Take Kraft. The longtime corporate icon unexpectedly split itself into two, creating Kraft Foods and Mondelez last year, in a move applauded by hedge funds and others who'd been clamoring for higher share values. But the two companies have stumbled along since with little change in their stock prices. They reported poor earnings in February.

In the face of a volatile stock market and lackluster returns over the past 15 years, socially responsible investors say companies need to temper concern about shareholder value with attention to the environment as well as their workforce and community. In theory, this so-called triple-bottom-line approach should minimize the risks of unforeseen labor or environmental problems and boost profitability. The challenge is that in practice it's very hard for management to keep a long-term perspective – and the results don't always show up in share prices.

"It's difficult because the long term is long, and it can be very hard to keep your hands off [potential] short-term profits," says Steven Lydenberg of Domini Social Investments in Boston.

It's also hard for investors to take the long-term view. Some may worry companies are too willing to sell the geese that laid their golden eggs in a bid to grow market capitalization. But they also don't want to be left behind every time others harvest short-term profits. An LPL Financial analysis found that the average holding period of a stock has fallen from eight years in the 1960s to around five days in 2012.

Mr. Lydenberg strives to find companies that sustain long-term profitability while forgoing short-term temptations to pump up stock prices. He likes consumer products conglomerate Unilever, whose focus on developing nations means forgoing potentially higher margins in developed markets. He also likes Campbell Soup Co., which he credits for declining to get into high-margin, low-nutrition snack foods.

The two companies illustrate the difficulty of predicting performance based on a triple-bottom-line perspective. Unilever is a winner. In the past 10 years, its stock has climbed 120 percent versus 80 percent for the Standard & Poor's 500 index.
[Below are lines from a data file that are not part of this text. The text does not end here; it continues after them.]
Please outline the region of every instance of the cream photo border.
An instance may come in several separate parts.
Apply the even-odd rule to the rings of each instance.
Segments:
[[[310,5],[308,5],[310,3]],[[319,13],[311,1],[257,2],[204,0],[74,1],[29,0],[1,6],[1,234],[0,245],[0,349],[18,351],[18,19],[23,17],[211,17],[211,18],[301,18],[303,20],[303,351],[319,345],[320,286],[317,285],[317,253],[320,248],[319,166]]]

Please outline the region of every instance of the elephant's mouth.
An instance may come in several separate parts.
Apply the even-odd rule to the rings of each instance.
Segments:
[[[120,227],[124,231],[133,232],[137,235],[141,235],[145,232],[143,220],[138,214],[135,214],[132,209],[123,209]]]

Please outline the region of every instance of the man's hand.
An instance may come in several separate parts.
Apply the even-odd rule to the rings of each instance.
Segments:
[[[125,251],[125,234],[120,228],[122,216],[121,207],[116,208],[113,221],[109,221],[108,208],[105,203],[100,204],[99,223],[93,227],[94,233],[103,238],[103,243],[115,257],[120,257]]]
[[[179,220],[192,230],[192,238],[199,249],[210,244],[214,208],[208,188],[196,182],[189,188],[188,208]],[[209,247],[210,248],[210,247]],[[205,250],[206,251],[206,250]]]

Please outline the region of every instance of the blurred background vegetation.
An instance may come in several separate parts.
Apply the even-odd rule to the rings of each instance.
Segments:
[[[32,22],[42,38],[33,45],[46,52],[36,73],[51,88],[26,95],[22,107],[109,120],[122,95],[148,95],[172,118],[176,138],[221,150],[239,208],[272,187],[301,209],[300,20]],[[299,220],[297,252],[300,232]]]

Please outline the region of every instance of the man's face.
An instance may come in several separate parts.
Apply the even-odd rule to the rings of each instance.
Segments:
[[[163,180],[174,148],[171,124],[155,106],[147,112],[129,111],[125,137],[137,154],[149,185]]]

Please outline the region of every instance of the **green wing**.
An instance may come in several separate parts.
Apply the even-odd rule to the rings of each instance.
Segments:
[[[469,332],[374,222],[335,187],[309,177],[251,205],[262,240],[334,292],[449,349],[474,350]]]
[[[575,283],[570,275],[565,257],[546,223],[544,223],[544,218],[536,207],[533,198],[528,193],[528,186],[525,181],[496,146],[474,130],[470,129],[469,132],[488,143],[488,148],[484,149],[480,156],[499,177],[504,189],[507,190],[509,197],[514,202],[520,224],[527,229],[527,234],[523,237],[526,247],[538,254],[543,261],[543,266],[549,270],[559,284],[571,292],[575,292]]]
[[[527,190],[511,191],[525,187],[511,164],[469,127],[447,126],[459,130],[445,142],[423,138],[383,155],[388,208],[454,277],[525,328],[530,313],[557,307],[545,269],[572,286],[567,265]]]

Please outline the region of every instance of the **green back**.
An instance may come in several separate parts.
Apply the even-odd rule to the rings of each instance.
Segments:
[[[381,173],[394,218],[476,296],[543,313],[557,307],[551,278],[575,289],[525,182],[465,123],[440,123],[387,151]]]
But Campbell's has underperformed, climbing only 60 percent, although offering steadier performance than either Unilever or the S&P.

Some academics and economists question the basic thesis that corporate attention to stock prices has dragged down returns.
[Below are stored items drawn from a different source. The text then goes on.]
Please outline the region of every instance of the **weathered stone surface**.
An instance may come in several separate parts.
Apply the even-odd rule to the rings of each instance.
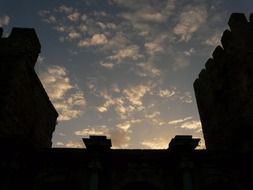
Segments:
[[[0,38],[1,146],[51,147],[57,112],[34,71],[39,52],[34,29]]]
[[[253,28],[239,13],[229,26],[194,90],[207,149],[253,150]]]

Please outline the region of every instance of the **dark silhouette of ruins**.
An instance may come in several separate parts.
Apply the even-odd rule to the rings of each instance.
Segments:
[[[253,14],[232,14],[230,30],[194,83],[206,147],[252,151]]]
[[[1,146],[51,147],[58,114],[34,71],[39,53],[34,29],[0,38]]]
[[[229,26],[194,82],[206,150],[191,136],[164,150],[111,149],[105,136],[50,148],[58,115],[34,71],[37,35],[0,38],[0,190],[253,189],[253,15]]]

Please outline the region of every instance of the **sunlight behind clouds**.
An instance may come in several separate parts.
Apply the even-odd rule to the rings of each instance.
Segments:
[[[86,104],[84,94],[78,86],[71,84],[64,67],[49,66],[39,77],[59,113],[58,121],[77,118],[82,114],[81,108]]]
[[[204,6],[188,6],[181,13],[178,24],[174,28],[174,33],[180,36],[181,41],[189,41],[194,32],[207,19],[207,11]]]
[[[202,138],[192,84],[223,31],[221,3],[77,0],[37,14],[43,39],[53,35],[39,73],[60,113],[55,146],[91,134],[112,138],[114,148]]]

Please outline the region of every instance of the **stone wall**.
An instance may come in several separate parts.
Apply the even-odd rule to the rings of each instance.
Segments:
[[[194,90],[207,149],[253,150],[253,15],[228,24]]]
[[[58,114],[34,71],[39,53],[34,29],[0,36],[1,146],[51,147]]]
"Corporate profits are outstanding" as a share of gross domestic product, says Steven Kaplan, professor of finance at The University of Chicago Booth School of Business. "People are complaining that corporations have too much cash. Too much cash means you've made a lot of money.... So the view that there's something wrong [for shareholders] is very, very strange."
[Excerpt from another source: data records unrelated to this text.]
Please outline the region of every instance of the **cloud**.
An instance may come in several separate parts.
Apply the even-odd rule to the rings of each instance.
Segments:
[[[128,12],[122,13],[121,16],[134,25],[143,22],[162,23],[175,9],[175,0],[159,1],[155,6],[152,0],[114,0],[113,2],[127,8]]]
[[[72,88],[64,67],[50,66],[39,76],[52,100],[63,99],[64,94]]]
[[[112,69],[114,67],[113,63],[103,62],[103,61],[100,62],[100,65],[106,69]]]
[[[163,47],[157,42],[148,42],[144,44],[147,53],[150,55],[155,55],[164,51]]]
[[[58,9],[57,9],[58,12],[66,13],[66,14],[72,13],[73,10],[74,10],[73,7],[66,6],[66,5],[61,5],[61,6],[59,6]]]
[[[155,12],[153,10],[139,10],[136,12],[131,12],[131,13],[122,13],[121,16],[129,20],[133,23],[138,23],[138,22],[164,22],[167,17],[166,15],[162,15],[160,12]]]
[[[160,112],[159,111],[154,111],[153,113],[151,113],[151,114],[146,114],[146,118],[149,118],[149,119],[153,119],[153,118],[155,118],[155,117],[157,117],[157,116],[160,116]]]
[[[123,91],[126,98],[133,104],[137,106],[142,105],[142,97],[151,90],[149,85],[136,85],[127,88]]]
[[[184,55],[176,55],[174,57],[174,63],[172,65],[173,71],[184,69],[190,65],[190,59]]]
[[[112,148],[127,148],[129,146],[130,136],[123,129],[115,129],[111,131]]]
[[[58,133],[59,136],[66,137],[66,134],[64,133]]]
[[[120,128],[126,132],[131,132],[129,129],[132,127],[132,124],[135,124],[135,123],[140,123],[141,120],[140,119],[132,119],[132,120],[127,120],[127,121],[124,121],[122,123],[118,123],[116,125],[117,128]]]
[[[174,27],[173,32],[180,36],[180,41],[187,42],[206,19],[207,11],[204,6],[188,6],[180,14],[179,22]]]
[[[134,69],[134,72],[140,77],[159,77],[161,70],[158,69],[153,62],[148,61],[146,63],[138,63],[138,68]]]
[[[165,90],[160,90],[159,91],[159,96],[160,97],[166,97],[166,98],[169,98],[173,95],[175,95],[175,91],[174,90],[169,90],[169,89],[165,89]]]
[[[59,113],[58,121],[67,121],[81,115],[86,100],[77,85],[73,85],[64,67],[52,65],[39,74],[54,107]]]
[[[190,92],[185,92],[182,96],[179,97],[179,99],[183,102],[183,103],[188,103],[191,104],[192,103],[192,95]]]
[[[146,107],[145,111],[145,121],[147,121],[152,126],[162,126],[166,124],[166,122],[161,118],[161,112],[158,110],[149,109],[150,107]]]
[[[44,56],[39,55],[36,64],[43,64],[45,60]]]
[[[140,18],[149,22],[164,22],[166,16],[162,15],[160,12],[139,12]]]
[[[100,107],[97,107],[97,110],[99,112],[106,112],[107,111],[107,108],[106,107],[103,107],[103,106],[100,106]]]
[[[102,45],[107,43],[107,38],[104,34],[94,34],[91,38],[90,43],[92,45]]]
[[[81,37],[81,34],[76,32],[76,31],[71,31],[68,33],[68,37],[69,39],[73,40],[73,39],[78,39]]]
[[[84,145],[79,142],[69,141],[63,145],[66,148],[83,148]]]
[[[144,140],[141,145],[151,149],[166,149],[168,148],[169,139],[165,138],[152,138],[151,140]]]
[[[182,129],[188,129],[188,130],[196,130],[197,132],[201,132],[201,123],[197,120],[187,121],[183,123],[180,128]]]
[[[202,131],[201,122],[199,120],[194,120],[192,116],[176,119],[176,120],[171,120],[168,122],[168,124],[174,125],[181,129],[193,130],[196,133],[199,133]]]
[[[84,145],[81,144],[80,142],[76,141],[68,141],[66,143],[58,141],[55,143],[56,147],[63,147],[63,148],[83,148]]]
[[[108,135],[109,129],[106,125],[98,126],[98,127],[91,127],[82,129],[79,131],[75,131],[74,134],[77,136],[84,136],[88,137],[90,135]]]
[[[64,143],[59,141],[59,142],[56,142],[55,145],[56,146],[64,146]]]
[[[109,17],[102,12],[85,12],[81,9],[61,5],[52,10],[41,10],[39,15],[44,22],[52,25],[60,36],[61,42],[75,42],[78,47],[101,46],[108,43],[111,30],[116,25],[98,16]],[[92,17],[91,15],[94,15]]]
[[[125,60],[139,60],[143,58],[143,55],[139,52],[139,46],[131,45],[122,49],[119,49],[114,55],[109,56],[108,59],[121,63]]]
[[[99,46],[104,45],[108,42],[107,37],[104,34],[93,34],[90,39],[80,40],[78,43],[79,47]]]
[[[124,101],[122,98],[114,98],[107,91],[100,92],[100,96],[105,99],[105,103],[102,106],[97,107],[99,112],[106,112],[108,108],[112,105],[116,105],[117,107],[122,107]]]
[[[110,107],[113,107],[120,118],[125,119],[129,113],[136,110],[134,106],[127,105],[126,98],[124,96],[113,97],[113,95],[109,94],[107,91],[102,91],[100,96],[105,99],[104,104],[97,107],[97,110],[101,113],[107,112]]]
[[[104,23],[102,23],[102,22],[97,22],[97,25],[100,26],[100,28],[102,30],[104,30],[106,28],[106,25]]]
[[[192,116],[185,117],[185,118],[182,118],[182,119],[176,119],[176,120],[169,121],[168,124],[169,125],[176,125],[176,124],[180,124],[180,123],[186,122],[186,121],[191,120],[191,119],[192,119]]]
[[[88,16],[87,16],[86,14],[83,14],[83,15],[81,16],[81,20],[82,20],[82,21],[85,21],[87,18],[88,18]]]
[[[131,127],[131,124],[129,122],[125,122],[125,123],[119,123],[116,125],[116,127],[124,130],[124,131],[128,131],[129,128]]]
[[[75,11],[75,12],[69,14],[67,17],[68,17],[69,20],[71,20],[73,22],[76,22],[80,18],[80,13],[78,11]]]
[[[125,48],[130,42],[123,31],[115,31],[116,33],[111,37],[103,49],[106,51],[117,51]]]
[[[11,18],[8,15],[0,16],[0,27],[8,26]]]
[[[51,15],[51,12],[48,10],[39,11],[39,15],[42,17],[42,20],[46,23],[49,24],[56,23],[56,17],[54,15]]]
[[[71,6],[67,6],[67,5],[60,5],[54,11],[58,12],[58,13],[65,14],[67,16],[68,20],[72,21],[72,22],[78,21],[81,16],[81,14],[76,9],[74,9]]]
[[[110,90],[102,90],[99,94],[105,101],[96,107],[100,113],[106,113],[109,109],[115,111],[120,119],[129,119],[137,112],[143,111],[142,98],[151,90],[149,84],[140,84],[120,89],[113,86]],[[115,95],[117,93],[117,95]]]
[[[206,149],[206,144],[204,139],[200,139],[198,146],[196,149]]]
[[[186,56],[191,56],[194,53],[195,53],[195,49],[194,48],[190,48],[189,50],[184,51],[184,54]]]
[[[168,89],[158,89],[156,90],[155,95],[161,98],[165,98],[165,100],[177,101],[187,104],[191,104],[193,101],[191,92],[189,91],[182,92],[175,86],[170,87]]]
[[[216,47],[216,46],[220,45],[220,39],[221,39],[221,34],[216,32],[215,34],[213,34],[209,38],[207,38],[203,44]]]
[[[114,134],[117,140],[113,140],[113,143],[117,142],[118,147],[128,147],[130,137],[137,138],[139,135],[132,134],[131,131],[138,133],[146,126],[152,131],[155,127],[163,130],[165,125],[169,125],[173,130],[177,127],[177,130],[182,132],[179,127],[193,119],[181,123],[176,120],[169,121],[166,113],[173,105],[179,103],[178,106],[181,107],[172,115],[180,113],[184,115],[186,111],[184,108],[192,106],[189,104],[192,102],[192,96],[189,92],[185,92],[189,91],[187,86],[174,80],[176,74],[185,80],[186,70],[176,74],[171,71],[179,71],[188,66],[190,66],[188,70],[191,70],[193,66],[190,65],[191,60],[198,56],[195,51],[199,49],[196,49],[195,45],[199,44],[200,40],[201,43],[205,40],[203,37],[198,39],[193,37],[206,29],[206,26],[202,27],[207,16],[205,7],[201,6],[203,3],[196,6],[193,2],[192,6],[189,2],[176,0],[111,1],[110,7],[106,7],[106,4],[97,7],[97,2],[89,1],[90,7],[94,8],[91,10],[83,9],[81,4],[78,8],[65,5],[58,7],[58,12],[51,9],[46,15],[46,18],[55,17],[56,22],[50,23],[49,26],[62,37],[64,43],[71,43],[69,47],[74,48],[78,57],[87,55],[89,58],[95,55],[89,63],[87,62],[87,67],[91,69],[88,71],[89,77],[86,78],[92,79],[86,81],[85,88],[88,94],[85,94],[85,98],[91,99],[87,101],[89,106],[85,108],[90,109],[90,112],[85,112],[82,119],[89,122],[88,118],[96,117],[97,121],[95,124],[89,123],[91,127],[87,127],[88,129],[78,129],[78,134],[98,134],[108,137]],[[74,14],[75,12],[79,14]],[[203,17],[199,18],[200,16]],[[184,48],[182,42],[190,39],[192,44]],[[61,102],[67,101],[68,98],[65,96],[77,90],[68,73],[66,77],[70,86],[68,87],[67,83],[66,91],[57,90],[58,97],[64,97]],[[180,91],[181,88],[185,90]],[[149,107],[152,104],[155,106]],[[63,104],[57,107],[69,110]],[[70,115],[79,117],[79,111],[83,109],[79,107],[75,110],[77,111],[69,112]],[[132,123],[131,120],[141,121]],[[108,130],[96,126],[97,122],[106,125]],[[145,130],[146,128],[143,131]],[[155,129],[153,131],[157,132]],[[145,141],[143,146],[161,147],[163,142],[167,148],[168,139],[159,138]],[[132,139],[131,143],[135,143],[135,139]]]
Instead of investing in single stocks, investors can invest in specialty mutual funds, such as the Green Century Equity Fund, which reflects the triple-bottom-line bias of the MSCI KLD 400 Social Index. The index often outperforms its MSCI USA benchmark, in part because of risk-management strategies, says Tom Kuh, executive director for environmental, social, and governance indexes at MSCI, an index and risk analytics firm based in New York. But investors, who can't invest in the index, might also have to settle for lower returns. Performance of Green Century Equity Fund lags behind the S&P 500 over one-, three-, five-, and 10-year intervals.

Another approach is to use mutual funds that hold high-quality companies whose businesses enjoy high barriers to entry and consistently large margins, according to Morningstar analyst David Kathman. Funds in this vein include Vanguard PRIMECAP Fund, Yacktman Fund, Dreyfus Appreciation Fund, and the Jensen Quality Growth Fund. The Jensen fund, for instance, looks for stocks that have delivered 15 percent return on equity for 10 or more years.

Companies in Jensen's fund provide relative stability in down markets, he adds, but routinely underperform in frothy markets as more aggressive funds rack up bigger gains.